Кроме стихов Николай Васильев исполнил несколько своих песен. Фото Наталии Черных
Николай Васильев не из тех «трудных» авторов, что придерживаются суровой концепции «я написал – а вы терпите». К аудитории он относится бережно и внимательно. Впрочем, гости клуба «Стихотворный бегемот» держались отлично – в Культурном центре академика Д.С. Лихачева собрались люди, не испытывающие иррационального страха перед поэзией, требующей от читателя и слушателя серьезной работы. Вечер получился чрезвычайно насыщенный: Николай исполнил несколько своих песен, прочел стихи из книги «Выматывание бессмертной души», более позднюю, пока не изданную подборку и поэму «Обличение ненавидимых» – стихотворный многогранник с удивительной геометрией повествования и таинственным названием (сам автор, толкуя его, указывает на связь с библейской цитатой «Есть же вера… вещей обличение невидимых», но добавляет, что обличение ненавидимых родственно и утешению гонимых).
Воспринимать текстовую реальность Васильева нелегко – как в ветреную погоду стоять на диком пляже по колено в волнах. Шторма нет, ты не тонешь, чувствуешь подошвами ног вроде бы надежные камни смыслов и событий: «начальник почты забухал, на горчева похож», «где был хороший секс, курсирует ребенок, / у девочки лицо блестит лихо, / и ты с ребенка чувствуешь приход, / и он всегда открыт, и колокол там звонок», «так удивительно живое бытие, / как рысь по имени боксера», «кто пахнет из‑под брезента, я или Бог / лучше бы я / но опознавать не стал, потому что трус / помог им из кузова вытащить плот, не плот, / кого‑то на нем большой, но подъемный груз». Но это лишь камни, они обособлены и обтекаемы. Неосторожное движение – и ступня немедленно соскальзывает. А волны бескрайней авторской речи (имеющей дело много с чем помимо фактов) накатывают неостановимо, омывая и ударяя, не даваясь в руки, нагоняя друг друга, сливаясь друг с другом, составляя рисунок, пропадающий прежде, чем его зафиксирует зрение. Голова начинает кружиться, безопасное положение перестает казаться таким уж безопасным. Но на самом деле эта пенная сложность не враждебна. И не недоступна. В океане, как и положено, кипит и претерпевает метаморфозы жизнь, с готовностью открывающаяся натренированному – и храброму, обязательно храброму – глазу и уху.
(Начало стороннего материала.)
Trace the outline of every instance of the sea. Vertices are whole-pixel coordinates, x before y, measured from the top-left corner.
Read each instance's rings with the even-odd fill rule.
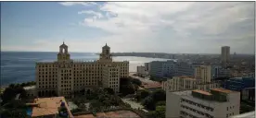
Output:
[[[56,52],[1,52],[1,86],[11,83],[35,81],[35,63],[57,61]],[[70,53],[74,60],[93,61],[99,55],[94,53]],[[151,61],[168,59],[136,56],[114,56],[113,61],[129,61],[129,71],[135,72],[136,66]]]

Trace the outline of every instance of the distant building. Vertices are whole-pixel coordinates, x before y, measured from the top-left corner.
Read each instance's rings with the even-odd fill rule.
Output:
[[[224,88],[231,90],[241,91],[246,88],[254,88],[255,79],[249,77],[232,77],[224,82]]]
[[[166,92],[166,117],[228,118],[239,114],[239,96],[224,88]]]
[[[110,47],[107,43],[102,47],[99,60],[84,62],[70,59],[68,46],[63,42],[59,46],[57,61],[38,62],[35,68],[39,97],[57,93],[58,96],[71,98],[81,91],[90,93],[91,89],[102,87],[103,83],[118,92],[116,78],[129,76],[129,62],[113,62]],[[111,70],[117,68],[119,71]],[[109,80],[109,84],[106,80]]]
[[[23,88],[26,90],[28,98],[37,97],[37,89],[36,89],[35,85],[34,86],[24,87]]]
[[[201,65],[202,64],[189,64],[186,62],[177,62],[175,65],[175,76],[195,76],[196,67]]]
[[[241,94],[242,100],[255,101],[255,87],[243,88]]]
[[[210,90],[211,88],[220,87],[221,83],[218,81],[204,82],[202,79],[186,76],[173,77],[161,83],[162,89],[171,92],[187,89]]]
[[[168,79],[162,82],[162,89],[166,91],[179,91],[186,89],[196,89],[197,85],[200,83],[199,79],[196,79],[191,77],[180,76],[173,77],[172,79]]]
[[[226,65],[230,62],[230,47],[223,46],[222,47],[222,64],[226,66]]]
[[[103,67],[103,88],[110,88],[116,93],[120,91],[120,66],[107,65]]]
[[[144,66],[145,66],[145,70],[147,71],[147,72],[149,72],[149,70],[150,70],[150,63],[145,63]]]
[[[254,90],[251,92],[251,89],[255,88],[255,79],[249,77],[232,77],[224,81],[223,85],[224,88],[236,90],[241,92],[241,100],[248,99],[248,97],[252,97],[251,100],[254,100]],[[243,98],[245,97],[245,98]]]
[[[175,62],[153,61],[149,65],[149,75],[157,77],[173,77],[174,75]]]
[[[147,75],[147,72],[146,71],[146,67],[145,66],[137,66],[137,75],[138,76],[142,76],[145,77]]]
[[[195,77],[199,78],[202,82],[211,82],[211,65],[199,65],[196,67]]]

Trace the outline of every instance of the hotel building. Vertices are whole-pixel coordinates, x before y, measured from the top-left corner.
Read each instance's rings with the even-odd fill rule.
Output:
[[[73,93],[90,92],[94,88],[109,87],[119,92],[119,78],[129,76],[129,62],[113,62],[110,48],[102,47],[99,60],[93,62],[70,59],[68,46],[59,46],[58,60],[36,63],[38,96],[72,97]]]
[[[239,114],[240,93],[224,88],[166,93],[167,118],[228,118]]]

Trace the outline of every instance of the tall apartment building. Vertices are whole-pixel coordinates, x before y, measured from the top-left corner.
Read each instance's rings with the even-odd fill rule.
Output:
[[[175,76],[195,76],[196,67],[201,65],[201,64],[189,64],[186,62],[177,62],[175,65]]]
[[[149,64],[149,75],[152,77],[164,77],[174,76],[175,62],[168,61],[153,61]]]
[[[120,67],[117,65],[107,65],[103,67],[103,88],[110,88],[116,93],[120,88]]]
[[[223,46],[222,47],[222,63],[226,65],[230,62],[230,47]]]
[[[150,63],[145,63],[144,66],[145,66],[145,70],[147,71],[147,72],[149,72],[149,70],[150,70]]]
[[[139,76],[147,76],[148,75],[148,72],[146,71],[146,67],[145,66],[137,66],[137,75]]]
[[[196,89],[198,88],[197,85],[199,83],[199,79],[186,76],[180,76],[173,77],[172,79],[168,79],[161,84],[162,89],[166,91],[179,91],[186,89]]]
[[[239,114],[240,93],[224,88],[166,93],[167,118],[228,118]]]
[[[211,82],[211,65],[199,65],[195,69],[195,77],[201,79],[202,82]]]
[[[161,88],[170,92],[187,89],[210,90],[219,87],[221,87],[221,83],[218,81],[204,82],[201,79],[186,76],[173,77],[161,83]]]
[[[118,67],[118,72],[112,71],[112,67],[109,65]],[[110,48],[107,43],[102,47],[99,60],[83,62],[70,59],[68,46],[63,42],[59,46],[57,61],[38,62],[35,68],[39,96],[50,96],[57,93],[58,96],[70,98],[73,93],[81,90],[88,93],[94,88],[102,87],[103,83],[107,86],[107,80],[111,81],[109,82],[108,87],[118,92],[117,77],[129,76],[129,62],[113,62]],[[118,74],[112,75],[113,73]]]

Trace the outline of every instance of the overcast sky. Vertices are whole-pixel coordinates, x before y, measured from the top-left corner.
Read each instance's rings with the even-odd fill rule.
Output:
[[[254,53],[254,2],[1,2],[1,50]]]

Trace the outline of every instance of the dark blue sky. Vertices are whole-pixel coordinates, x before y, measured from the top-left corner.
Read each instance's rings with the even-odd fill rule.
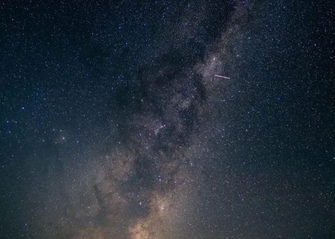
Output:
[[[4,1],[0,237],[332,238],[333,11]]]

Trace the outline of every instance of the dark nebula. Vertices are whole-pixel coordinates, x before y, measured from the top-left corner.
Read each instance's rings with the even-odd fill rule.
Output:
[[[3,1],[0,238],[334,238],[331,3]]]

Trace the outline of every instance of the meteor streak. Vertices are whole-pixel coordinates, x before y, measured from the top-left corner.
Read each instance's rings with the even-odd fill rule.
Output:
[[[229,77],[226,77],[225,76],[219,76],[218,75],[214,75],[215,76],[217,76],[218,77],[221,77],[221,78],[224,78],[225,79],[230,79]]]

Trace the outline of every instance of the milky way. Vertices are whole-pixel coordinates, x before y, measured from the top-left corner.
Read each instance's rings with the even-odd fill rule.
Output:
[[[331,238],[326,3],[87,3],[2,7],[0,237]]]

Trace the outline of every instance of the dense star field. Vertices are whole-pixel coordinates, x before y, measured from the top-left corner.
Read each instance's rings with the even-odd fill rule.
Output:
[[[334,238],[334,23],[326,0],[2,1],[0,238]]]

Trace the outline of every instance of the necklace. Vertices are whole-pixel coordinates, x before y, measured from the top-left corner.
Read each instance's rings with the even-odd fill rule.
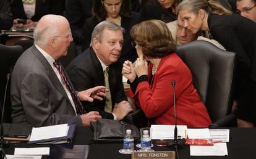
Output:
[[[122,18],[121,18],[121,16],[118,18],[117,20],[116,20],[116,19],[111,19],[111,19],[109,19],[109,18],[106,17],[106,20],[108,20],[108,21],[109,21],[109,22],[113,22],[114,23],[116,23],[117,25],[118,25],[120,26],[121,26],[121,20],[122,20]]]
[[[156,66],[153,65],[153,67],[152,67],[152,75],[154,75],[156,73],[156,72],[157,71],[157,68],[158,68],[158,65],[159,65],[159,63],[160,63],[161,59],[160,59],[160,60],[159,60],[159,62],[157,63]]]
[[[34,0],[22,0],[24,4],[31,4],[34,2]]]

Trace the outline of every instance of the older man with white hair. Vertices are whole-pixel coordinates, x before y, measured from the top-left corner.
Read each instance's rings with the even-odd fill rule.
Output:
[[[79,100],[102,100],[105,87],[77,93],[58,59],[67,54],[73,41],[69,23],[60,15],[46,15],[35,29],[35,44],[17,60],[11,80],[14,123],[38,127],[62,123],[89,126],[101,116],[86,113]]]

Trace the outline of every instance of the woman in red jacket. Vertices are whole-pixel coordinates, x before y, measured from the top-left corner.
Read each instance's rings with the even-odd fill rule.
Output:
[[[193,86],[189,69],[174,52],[175,43],[166,24],[147,20],[134,26],[130,33],[139,57],[134,66],[125,61],[122,73],[147,118],[155,124],[174,124],[174,80],[177,124],[208,127],[211,121],[206,107]]]

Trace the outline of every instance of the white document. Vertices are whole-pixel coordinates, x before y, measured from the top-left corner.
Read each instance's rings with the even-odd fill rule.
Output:
[[[174,139],[174,126],[164,124],[153,124],[151,126],[151,139]],[[186,125],[177,125],[178,138],[187,138],[186,132],[187,127]]]
[[[216,143],[213,145],[190,145],[190,156],[227,156],[226,142]]]
[[[69,131],[67,124],[33,128],[30,141],[66,136]]]
[[[229,142],[229,129],[210,129],[211,139],[213,141]]]
[[[15,155],[49,155],[49,147],[15,148]]]
[[[209,129],[187,129],[187,136],[189,139],[211,139]]]
[[[6,159],[41,159],[42,156],[23,156],[6,155]]]

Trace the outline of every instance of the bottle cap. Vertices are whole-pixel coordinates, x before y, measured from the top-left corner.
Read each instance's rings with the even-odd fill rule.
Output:
[[[127,129],[126,130],[126,134],[132,134],[132,131],[130,129]]]
[[[148,130],[143,130],[143,134],[148,134]]]

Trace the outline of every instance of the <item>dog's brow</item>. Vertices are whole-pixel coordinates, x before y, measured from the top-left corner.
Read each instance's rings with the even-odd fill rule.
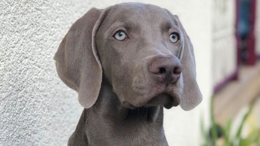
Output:
[[[167,32],[171,28],[177,28],[176,24],[169,21],[163,21],[161,24],[160,27],[162,32]]]

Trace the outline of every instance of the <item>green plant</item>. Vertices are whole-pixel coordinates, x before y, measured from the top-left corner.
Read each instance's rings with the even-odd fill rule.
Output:
[[[210,122],[211,128],[209,132],[205,129],[202,118],[201,121],[201,131],[204,141],[202,146],[260,146],[260,128],[253,129],[251,132],[245,138],[241,137],[241,133],[246,120],[250,114],[254,107],[254,101],[249,106],[249,108],[244,115],[239,128],[234,137],[230,136],[230,131],[232,121],[228,120],[224,126],[221,126],[216,123],[214,117],[214,97],[212,97],[210,101]],[[218,143],[220,134],[221,134],[220,138],[222,140],[221,144]]]

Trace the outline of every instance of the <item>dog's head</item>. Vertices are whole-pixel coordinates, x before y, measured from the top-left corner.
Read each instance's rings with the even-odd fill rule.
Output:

Николай Васильев исполняет свои произведения с космической отстраненностью и напевностью знающего свое дело и никуда не спешащего шамана. Сквозь этот защитный напев надо суметь прорваться, чтобы обнаружить пугающий двигатель стихов. А именно неизбывный, заполняющий собой все – город, дикое поле, дорогу, насекомое, ползущее по стеклу, умирающую в бреду старуху, младенца, страсть, смех, ночной морок – чудовищный труд души, упрямую титаническую работу по поиску смысла существования в мире, который, кажется, не приспособлен ни для осмысления, ни для жизни. В мире, где твое поле боя – «коричневая рубашка на небольшой груди, / старыми нитками шитая и задолбавшая, / ни под землю без ней, ни на небо не выходи». Лирический герой Васильева неизменно скромен, пространство – огромно и не любит его. Как оно его вообще до сих пор не раскрошило и не переварило – загадка. Иногда кажется, что рассказчика пытается извести сама ткань играющего в совсем не веселые игры языка – придаточные и зависимые части проваливаются, как фальшивый пол над ямой‑ловушкой, отслаиваются друг от друга обоями в неблагополучном доме, слова выворачиваются неологизмами, словно конечности чудища.